Topher and Christina, sensing they had been shut out of the conversation, excused themselves, leaving John and me standing alone in the fluorescent bath. He was wearing his standard concert t-shirt, black jeans, and Docs. That night he also wore a beat up, black leather jacket.
“Have you had dinner yet?” he asked me. He looked tired.
I shook my head. “No. I just got back about twenty minutes ago.”
“C’mon,” he said, putting his arm around my shoulder. “I’ll buy you dinner in town.”
***
He bought me a chicken sandwich at a little sandwich shop on Main Street. He had a steak and cheese, with onions. We shared the fries. We lingered at a booth near the window for nearly an hour and a half. When I asked him about Abby, he shook his head, and smiled a weary smile.
“The weekend went well until about an hour before she had to leave,” he told me.
“Is she your girlfriend, or your ex-girlfriend, as you insist?”
“Ex-girlfriend. I don’t think she’ll be coming back here anytime soon.”
“Why is that?”
“I told her I had no interest in an exclusive relationship, especially a long-distance one.”
“Oh,” I said. I picked at my food. I didn’t want to seem ungrateful, but I had a new wardrobe to protect.
“I told her about you.”
“What? Why’d you do that? What did you tell her?” My heart began beating like a drum.
“I told her I met someone I’d like to get to know better,” he said. Again, I felt like he was studying my face, my lips.
I had absolutely no experience on which to draw to come up with a response. None. So I sat there, my fair skin aflame. The only thing I knew how to do was ruin the moment.
“The French fries are cold,” I said.
These French fries are cold?
Yep. I really said that. The statement later became one of those private jokes we shared as a couple. But that came later.
***
Though I have described myself as a punk rock chick, I grew up in a family of sports fanatics. There was no escaping their fanaticism. I remember fondly the heyday of the Boston Celtics in the eighties. We went to many games as a family when I was young, and I would paint giant green signs on white bed sheets to hang over the rails in the balcony. I loved getting my artwork on evening sports highlights, which I did twice.
The night the ball went through Buckner’s legs, the year the Red Sox lost to the Mets in the World Series, my brother became a Yankees fan. A piece of my father died that night.
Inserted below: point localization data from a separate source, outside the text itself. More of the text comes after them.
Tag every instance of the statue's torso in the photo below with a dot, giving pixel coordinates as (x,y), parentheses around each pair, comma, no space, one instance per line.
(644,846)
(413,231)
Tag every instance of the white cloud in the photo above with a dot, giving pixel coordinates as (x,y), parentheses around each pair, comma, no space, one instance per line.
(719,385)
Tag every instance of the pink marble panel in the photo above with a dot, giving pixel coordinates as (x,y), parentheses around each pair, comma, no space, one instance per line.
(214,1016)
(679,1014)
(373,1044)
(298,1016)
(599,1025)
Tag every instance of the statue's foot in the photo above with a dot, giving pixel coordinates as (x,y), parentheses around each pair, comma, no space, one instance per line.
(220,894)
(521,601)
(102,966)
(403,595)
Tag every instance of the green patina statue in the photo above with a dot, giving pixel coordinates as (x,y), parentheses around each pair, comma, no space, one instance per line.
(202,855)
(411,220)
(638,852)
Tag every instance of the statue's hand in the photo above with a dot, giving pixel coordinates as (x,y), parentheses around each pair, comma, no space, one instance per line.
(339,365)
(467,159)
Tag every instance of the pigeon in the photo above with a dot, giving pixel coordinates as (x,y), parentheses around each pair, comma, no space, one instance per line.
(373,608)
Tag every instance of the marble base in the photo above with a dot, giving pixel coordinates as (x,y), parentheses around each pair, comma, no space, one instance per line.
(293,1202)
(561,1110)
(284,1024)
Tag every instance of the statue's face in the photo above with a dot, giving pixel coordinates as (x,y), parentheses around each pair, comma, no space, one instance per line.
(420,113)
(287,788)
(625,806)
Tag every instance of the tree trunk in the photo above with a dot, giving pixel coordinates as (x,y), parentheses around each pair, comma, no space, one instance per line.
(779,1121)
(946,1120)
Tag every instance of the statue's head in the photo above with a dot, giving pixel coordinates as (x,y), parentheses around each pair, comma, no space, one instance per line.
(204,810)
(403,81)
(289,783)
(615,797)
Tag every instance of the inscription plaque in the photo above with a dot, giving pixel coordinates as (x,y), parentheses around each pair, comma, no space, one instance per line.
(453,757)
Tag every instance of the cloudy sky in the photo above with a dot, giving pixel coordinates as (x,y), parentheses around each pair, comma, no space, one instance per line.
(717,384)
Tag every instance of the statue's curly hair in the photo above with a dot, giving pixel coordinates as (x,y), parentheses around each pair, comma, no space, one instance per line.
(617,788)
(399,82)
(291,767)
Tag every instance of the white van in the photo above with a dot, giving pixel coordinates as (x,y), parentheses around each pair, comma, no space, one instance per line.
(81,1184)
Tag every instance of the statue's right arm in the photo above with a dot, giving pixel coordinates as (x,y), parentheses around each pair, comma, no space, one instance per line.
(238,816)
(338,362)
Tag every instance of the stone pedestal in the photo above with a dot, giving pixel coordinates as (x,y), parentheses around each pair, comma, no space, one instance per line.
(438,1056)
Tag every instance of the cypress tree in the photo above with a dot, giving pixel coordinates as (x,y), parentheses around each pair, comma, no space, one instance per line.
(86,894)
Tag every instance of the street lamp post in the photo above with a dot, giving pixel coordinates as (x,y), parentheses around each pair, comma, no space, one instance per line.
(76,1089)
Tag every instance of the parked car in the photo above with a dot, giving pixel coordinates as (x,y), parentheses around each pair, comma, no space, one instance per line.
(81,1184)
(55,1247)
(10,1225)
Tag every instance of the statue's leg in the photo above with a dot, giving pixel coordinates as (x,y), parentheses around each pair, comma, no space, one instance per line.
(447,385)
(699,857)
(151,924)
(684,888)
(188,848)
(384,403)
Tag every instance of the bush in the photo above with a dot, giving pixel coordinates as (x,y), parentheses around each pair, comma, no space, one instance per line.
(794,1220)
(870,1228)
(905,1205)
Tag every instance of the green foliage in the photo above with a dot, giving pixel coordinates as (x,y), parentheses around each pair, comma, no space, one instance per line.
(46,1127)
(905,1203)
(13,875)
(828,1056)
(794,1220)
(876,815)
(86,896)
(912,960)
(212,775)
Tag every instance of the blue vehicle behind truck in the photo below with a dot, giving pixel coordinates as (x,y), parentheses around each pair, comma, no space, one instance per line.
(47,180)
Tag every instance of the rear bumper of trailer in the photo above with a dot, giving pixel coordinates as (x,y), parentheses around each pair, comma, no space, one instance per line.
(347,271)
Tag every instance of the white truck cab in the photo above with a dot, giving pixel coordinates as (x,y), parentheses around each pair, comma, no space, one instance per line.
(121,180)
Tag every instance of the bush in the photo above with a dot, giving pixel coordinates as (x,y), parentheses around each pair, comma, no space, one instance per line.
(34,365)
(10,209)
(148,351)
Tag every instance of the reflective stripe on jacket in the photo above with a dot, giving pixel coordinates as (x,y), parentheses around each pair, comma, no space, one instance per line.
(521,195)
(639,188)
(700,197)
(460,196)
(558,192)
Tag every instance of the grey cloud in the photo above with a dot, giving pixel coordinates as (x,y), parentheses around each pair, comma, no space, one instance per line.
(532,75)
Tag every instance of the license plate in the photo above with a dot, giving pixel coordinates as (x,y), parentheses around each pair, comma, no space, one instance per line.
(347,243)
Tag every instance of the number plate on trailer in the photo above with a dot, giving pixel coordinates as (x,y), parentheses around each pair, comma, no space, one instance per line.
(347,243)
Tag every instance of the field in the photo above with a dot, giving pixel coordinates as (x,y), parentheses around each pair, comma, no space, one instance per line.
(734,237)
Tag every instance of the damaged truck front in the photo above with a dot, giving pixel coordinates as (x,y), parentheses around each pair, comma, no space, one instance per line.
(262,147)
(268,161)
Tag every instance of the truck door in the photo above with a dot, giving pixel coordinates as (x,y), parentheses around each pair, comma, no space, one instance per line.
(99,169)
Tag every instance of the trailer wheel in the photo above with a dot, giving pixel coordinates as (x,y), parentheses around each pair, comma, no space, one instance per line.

During my tennis phase, I was a huge Stefan Edberg fan. I even stole his near-empty bottle of Evian water from a table top during an exhibition match at the Boston Garden. I kept it on my dresser in my bedroom for two years, until it was all nearly evaporated. I kept the bottle in a box in the basement until my parents moved out of their house when I was thirty-two years old.
But my favorite sport to watch was hockey.
My father still proudly displays the photo of me, at age nine, with Bobby Orr’s arm around my shoulder, in the photo collage in their family room. I remember Bruins parties at my parents’ house when I was a small child, when the neighbors would gather and get drunk, yelling at the TV in the rec room of the simple split-level home.
So, when Brian Deneen, a starting player on the university’s hockey team and a fellow Intermediate French classmate, asked me to go with him to the foreign film we had to see for class that night, how could I say no? He was a starting player.
I was standing in my closet, pulling on my boots when there was a knock at my door. I looked at my clock. It was a bit earlier than I was expecting Brian.
“Come in!” I called. We hardly ever locked our door. But instead of Brian, it was John, toting a backpack full of biology books.